Erneut sah sie ihn an. „Ja?“
„Kommst du dann bitte wieder zu mir zurück?“
Eine gefühlte Ewigkeit sah sie ihn tief in die Augen. Ihre tiefe Liebe zu ihm lag allein in diesen Augenblick. „Ich komme immer zu dir zurück, Michael!“, flüsterte sie. „Immer!“ Mit diesen Worten lief sie zum hinteren Tor der Lagerhalle und verschwand nach draußen.

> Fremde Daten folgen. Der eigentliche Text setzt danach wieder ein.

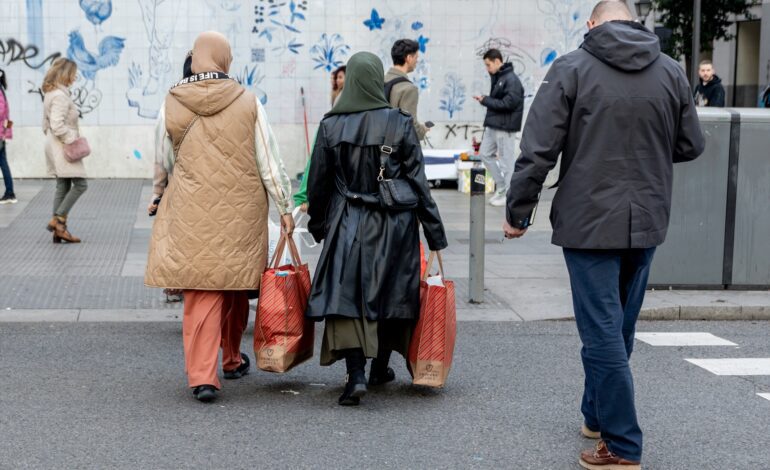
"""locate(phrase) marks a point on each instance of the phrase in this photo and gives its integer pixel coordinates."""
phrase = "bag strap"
(278, 254)
(389, 85)
(187, 129)
(433, 255)
(387, 146)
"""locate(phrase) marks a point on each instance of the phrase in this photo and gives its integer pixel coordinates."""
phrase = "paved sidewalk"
(102, 278)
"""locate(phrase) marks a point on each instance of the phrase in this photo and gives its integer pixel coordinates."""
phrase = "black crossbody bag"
(394, 194)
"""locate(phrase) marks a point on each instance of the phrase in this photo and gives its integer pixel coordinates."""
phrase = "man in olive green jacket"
(399, 90)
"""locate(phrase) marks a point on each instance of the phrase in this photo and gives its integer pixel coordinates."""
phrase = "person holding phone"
(400, 92)
(6, 133)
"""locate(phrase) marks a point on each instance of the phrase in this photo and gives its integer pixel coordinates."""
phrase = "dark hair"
(403, 48)
(187, 68)
(493, 55)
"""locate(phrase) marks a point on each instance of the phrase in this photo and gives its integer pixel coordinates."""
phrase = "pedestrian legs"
(506, 157)
(7, 178)
(607, 292)
(68, 191)
(235, 318)
(212, 319)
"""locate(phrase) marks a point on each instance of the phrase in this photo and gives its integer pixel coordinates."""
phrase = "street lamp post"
(695, 41)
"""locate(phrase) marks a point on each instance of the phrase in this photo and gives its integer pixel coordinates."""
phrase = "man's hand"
(511, 232)
(287, 224)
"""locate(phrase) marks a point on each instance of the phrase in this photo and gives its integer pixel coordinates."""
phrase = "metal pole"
(478, 213)
(696, 13)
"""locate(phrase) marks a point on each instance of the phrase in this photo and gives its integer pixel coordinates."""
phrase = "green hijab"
(364, 85)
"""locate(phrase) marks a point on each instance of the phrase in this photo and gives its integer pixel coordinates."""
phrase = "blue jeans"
(608, 289)
(7, 178)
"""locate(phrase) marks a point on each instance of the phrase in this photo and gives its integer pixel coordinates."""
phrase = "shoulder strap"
(389, 85)
(187, 129)
(387, 146)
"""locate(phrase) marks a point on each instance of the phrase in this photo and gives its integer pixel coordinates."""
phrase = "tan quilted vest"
(211, 229)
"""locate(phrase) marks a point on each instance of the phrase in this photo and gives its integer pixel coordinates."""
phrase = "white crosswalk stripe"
(734, 366)
(682, 339)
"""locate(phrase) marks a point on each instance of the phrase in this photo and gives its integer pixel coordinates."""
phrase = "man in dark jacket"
(709, 91)
(620, 113)
(505, 106)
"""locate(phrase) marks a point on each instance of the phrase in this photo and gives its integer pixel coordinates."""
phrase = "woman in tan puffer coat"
(210, 235)
(60, 124)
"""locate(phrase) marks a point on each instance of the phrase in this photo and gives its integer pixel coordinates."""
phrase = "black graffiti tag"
(12, 51)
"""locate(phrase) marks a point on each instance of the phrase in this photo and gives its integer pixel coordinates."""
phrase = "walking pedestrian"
(6, 133)
(505, 107)
(338, 83)
(60, 125)
(399, 90)
(366, 285)
(709, 92)
(210, 235)
(620, 113)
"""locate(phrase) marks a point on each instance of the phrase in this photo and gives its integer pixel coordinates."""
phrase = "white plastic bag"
(300, 234)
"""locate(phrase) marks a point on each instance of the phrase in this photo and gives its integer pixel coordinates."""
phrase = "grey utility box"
(719, 234)
(751, 252)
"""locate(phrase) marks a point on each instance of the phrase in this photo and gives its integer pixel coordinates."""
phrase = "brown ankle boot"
(52, 224)
(62, 234)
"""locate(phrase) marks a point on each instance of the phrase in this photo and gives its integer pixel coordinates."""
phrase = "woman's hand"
(287, 224)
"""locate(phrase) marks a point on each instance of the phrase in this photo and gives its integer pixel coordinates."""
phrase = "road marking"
(734, 366)
(682, 339)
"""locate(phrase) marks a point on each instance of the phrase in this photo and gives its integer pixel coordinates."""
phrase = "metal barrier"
(719, 235)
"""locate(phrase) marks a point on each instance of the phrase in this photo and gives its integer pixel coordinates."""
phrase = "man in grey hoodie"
(620, 113)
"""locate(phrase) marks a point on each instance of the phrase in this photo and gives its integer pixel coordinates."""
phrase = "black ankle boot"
(355, 388)
(380, 373)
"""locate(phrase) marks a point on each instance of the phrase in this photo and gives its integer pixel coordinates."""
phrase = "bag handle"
(278, 254)
(433, 255)
(385, 149)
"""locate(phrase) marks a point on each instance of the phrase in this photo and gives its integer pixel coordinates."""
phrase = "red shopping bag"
(283, 337)
(433, 341)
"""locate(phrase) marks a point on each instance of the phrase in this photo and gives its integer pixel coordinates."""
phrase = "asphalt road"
(107, 395)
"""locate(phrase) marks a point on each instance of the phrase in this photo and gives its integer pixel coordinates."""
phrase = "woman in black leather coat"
(366, 285)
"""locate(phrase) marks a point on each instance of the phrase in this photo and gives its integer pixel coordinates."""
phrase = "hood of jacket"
(624, 45)
(208, 97)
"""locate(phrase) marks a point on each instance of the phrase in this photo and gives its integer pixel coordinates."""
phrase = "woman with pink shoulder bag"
(64, 147)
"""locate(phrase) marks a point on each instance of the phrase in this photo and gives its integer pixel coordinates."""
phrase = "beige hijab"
(211, 53)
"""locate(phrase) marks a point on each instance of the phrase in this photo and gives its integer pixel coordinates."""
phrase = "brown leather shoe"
(62, 234)
(588, 433)
(600, 458)
(52, 224)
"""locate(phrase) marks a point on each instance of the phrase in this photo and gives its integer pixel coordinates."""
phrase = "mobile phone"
(155, 202)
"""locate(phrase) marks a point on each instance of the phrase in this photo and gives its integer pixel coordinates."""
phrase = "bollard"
(478, 213)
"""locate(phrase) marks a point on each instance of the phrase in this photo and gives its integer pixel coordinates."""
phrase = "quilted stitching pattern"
(211, 228)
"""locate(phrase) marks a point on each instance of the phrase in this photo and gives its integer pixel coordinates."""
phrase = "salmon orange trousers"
(212, 319)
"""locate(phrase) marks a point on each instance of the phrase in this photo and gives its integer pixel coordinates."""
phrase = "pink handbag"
(77, 150)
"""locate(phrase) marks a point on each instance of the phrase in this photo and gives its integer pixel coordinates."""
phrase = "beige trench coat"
(60, 125)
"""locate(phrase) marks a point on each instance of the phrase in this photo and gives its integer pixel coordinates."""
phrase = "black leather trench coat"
(370, 262)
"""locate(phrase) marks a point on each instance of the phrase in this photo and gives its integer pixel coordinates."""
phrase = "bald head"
(609, 10)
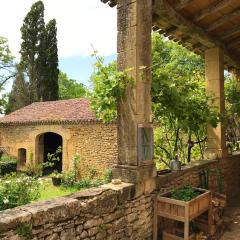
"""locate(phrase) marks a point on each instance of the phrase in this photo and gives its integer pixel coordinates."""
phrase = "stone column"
(134, 111)
(214, 61)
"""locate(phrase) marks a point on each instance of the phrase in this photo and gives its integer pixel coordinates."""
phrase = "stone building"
(40, 128)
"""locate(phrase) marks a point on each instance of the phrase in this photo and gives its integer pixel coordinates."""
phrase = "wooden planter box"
(171, 235)
(183, 211)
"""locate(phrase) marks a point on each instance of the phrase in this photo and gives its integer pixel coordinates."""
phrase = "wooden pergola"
(208, 27)
(199, 25)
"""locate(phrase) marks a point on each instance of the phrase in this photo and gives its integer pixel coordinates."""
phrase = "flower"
(5, 201)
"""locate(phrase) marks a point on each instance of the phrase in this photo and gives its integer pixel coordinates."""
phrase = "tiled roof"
(63, 111)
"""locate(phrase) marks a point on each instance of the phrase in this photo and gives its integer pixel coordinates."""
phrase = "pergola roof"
(200, 24)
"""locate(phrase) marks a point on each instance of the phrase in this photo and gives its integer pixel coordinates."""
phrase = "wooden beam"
(229, 32)
(182, 4)
(234, 43)
(171, 30)
(164, 10)
(212, 8)
(224, 19)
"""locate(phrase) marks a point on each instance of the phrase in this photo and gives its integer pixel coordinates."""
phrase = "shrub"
(31, 168)
(8, 164)
(17, 190)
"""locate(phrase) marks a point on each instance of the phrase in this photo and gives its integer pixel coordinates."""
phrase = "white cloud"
(80, 23)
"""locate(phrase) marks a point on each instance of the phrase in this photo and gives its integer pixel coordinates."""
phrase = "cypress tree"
(50, 83)
(32, 48)
(19, 95)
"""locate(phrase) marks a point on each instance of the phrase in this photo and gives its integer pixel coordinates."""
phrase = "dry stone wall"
(96, 143)
(109, 213)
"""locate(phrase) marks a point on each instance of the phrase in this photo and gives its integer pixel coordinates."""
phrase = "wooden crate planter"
(171, 235)
(184, 211)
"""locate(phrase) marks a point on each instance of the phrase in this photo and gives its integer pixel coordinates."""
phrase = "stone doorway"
(48, 143)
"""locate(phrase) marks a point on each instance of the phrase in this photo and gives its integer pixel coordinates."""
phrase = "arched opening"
(48, 143)
(22, 156)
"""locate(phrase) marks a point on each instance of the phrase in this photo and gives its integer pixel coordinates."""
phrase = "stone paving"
(232, 231)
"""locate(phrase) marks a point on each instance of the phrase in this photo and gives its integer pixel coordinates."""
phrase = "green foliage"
(185, 193)
(39, 55)
(180, 105)
(24, 230)
(108, 87)
(232, 106)
(19, 95)
(70, 177)
(69, 88)
(52, 158)
(31, 168)
(17, 190)
(7, 165)
(6, 62)
(108, 175)
(49, 84)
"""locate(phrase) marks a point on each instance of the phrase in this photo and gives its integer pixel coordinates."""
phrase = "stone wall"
(96, 143)
(109, 213)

Lange sah er ihr hinterher, bis er langsam den Kopf hob und die anderen ansah. Mahone nickte ihm still zu und ging die Stufenleiter zur oberen Etage hoch in Richtung Küche. Lincoln lief seufzend zu der roten Couch. Allein Sucre erwiderte seinen Blick schuldbewusst. Nervös knetete der junge Puerto-Ricaner seine Hände und wusste doch nicht, wie er am besten an-fangen sollte.
„Du hast keine Schuld, Papi“, erklärte Michael leise und ließ sich vorsichtig auf die Matratze zurücksinken. Behutsam legte er seinen Kopf aufs Kissen. Sucre kam um den Sessel herum und setzte sich auf diesen. Unsicher sah er zu ihm hinab. „Du hast mir gesagt, dass du dich gut fühlst, Papi! Ich hab dir geglaubt!“
Entschuldigend verzog er das Gesicht. „In dem Moment ging es mir gut, Sucre. Wirklich! Du hast keine Schuld. In keinsterweise!“
Sein bester Freund nickte erleichtert und atmete kurz durch. Fragend betrachtete er ihn. „Brauchst du irgendetwas? Kann ich dir was bringen oder willst du dich einfach ausruhen?“
Michael griff sich sacht an den Kopf. Sein Schädel brummte nach wie vor in einer Tour. Sein Rücken, seine Arme und sein Kiefer reihten sich schmerzvoll in die Schlange ein und doch war es seine Blase, die sich in den Vordergrund stellte. Er sah Sucre leicht beschämt an. Denn immerhin hatte seine Misere mit seiner Blase angefangen. „Ich muss leider immer noch auf die Toilette.“
Sucre nickte sofort und hatte verstanden. Jetzt aber wusste er es besser. Er drehte sich zu Lincoln um, welcher sich auf der Couch zurückgelehnt und die Füße auf den kleinen Beistelltisch abgelegt hatte.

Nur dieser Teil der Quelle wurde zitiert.